Такой был на этот счет дрянной, что надо ему было как можно скорей помогать, и чуть он, бывало, мне только заговорит это «экскюзе», как я уже его дальше и не слушаю, а скорее ему из кармана пузыречек и говорю:
'На тебе лекарства, и не топочи на одном месте и бежи куда надо'. Он на лету мне ручкой сделает, а сам со всех ног так и бросится. Добрый был мужчинка и очень меня уважал с удовольствием, а на других комнатных людей, которые его не понимали, бывало, рассердится, ножонками затопочет и закричит:
Этими словами monsieur Gigot стремился выразить, что непонимающие его комнатные люди достойны только того, чтобы их поставить на плот, дать им в руки валек и заставить их мыть белье с деревенскими бабами. Слова 'наплёт, валек и деревянная баба' Ольге Федотовне до того казались смешными и до того ей нравились, что она усвоила их себе в поговорку и применяла ко всякой комнатной новобранке, неискусно принимавшейся за свою новую должность. Более же всего Ольга Федотовна полюбила Gigot по какому-то безотчетному сочувствию к его сиротской доле.
— Сирота, — говорила она, — и без языка, его надо жалеть.
Отношения Gigot к другим лицам бабушкиного штата были уже далеко не те, что с Ольгою Федотовною: чинный Патрикей оказывал французу такое почтение, что Gigot даже принимал его за обиду и вообще не имел никакой надежды сколько-нибудь с Патрикеем сблизиться, и притом же он совершенно не понимал Патрикея, и все, что этот княжедворец воздавал Gigot, 'для того, чтобы ему чести прибавить', сей последний истолковывал в обратную сторону.
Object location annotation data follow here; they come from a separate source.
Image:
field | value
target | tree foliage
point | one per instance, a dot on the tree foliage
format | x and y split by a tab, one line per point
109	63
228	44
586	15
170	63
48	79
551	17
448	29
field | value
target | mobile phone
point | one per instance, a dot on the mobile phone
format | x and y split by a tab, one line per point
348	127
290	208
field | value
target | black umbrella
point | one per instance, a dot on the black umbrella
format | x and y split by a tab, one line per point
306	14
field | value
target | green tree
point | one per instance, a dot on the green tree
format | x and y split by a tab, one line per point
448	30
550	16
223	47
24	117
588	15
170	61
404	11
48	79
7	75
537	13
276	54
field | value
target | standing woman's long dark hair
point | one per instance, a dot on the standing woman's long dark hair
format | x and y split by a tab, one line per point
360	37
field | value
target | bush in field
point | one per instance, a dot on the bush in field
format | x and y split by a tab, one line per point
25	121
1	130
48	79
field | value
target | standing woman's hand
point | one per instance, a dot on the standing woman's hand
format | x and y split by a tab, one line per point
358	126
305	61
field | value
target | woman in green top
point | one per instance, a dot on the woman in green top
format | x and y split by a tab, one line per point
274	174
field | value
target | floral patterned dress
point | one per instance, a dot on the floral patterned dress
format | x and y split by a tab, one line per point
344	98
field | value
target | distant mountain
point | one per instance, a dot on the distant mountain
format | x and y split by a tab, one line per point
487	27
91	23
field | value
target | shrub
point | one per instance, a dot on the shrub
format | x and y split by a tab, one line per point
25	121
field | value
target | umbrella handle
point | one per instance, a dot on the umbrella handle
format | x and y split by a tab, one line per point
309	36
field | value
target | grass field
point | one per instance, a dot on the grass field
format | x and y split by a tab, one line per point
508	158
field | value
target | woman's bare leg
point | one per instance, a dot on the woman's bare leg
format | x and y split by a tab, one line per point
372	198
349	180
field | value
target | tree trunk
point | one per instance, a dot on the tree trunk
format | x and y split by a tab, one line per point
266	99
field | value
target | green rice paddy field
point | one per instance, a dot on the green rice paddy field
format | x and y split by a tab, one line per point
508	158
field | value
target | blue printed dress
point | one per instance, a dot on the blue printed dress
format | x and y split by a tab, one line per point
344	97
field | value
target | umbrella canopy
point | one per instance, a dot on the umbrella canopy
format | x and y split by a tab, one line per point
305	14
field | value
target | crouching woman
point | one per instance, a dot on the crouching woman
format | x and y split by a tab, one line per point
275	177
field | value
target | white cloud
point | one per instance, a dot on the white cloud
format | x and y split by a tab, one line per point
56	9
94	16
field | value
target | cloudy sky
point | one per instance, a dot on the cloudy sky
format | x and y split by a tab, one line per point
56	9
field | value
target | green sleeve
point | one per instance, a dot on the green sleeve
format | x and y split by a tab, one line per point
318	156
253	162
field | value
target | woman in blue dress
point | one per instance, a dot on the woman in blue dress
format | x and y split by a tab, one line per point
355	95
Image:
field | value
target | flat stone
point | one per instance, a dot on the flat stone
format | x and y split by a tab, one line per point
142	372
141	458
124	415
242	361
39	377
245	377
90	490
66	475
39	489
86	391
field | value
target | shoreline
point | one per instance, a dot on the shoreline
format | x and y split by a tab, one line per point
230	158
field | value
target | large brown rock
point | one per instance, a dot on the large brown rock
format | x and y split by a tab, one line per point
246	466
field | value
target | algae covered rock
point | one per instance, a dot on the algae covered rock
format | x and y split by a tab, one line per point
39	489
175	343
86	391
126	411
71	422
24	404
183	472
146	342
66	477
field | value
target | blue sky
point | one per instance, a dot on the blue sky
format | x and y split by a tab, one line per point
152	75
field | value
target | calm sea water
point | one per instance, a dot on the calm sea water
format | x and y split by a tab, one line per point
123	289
— Oui, — лепетал он: — oui! я снай… Patrikej Semenitsch… il tranche du grand seigneur avec moi… {Да, да!.. Патрикей Семенович… он разыгрывает со мной большого господина (франц.)}
И Gigot самодовольно распространялся, что он сам знает свет и сам умеет делать grande mine. {высокомерный вид (франц.)}
— Patrikej comme са… так, et moi aussi… так… Avec tous les gens так, a avec Patrikej Semenitsch так… {Патрикей вот так… и я тоже… Со всеми людьми так, а с Патрикеем Семеновичем так… (франц.)}
И, рассказывая это, он для большей вразумительности показывал, как он мимо всех ходит просто, а проходя мимо Патрикея, поднимает вверх голову и делает grande mine.
Патрикей знал это и, замечая эволюции Gigot, нимало не изменял своих ровных, холодно почтительных к нему отношений, какими считал себя обязанным к нему, как к гувернеру.
С дьяконицей, Марьей Николаевной, Gigot тоже никак не мог разговориться: он много раз к ней подсосеживался и много раз начинал ей что-то объяснять и рассказывать, но та только тупо улыбалась да пожимала плечами и, наконец, однажды, увидев, что Gigot, рассказывая ей что-то, приходит в большое оживление, кричит, машет руками и, несмотря на ее улыбки и пожиманье плечами, все-таки не отстает от нее, а, напротив, еще схватил ее за угол ее шейного платка и начал его вертеть, Марья Николаевна так этого испугалась, что сбросила с себя платок и, оставив его в руках Gigot, убежала от него искать спасения.
Gigot рассердился: он принес Марье Николаевне ее платок и, гневно глядя в ее испуганные глаза, прокричал:
— Наплёт, валек и деревянная баба! — и затем быстро повернулся и убежал.
Марья Николаевна в эту критическую минуту сидела как окаменевшая, но зато когда напугавший ее Gigot скрылся, она не выдержала и жестоко разрыдалась.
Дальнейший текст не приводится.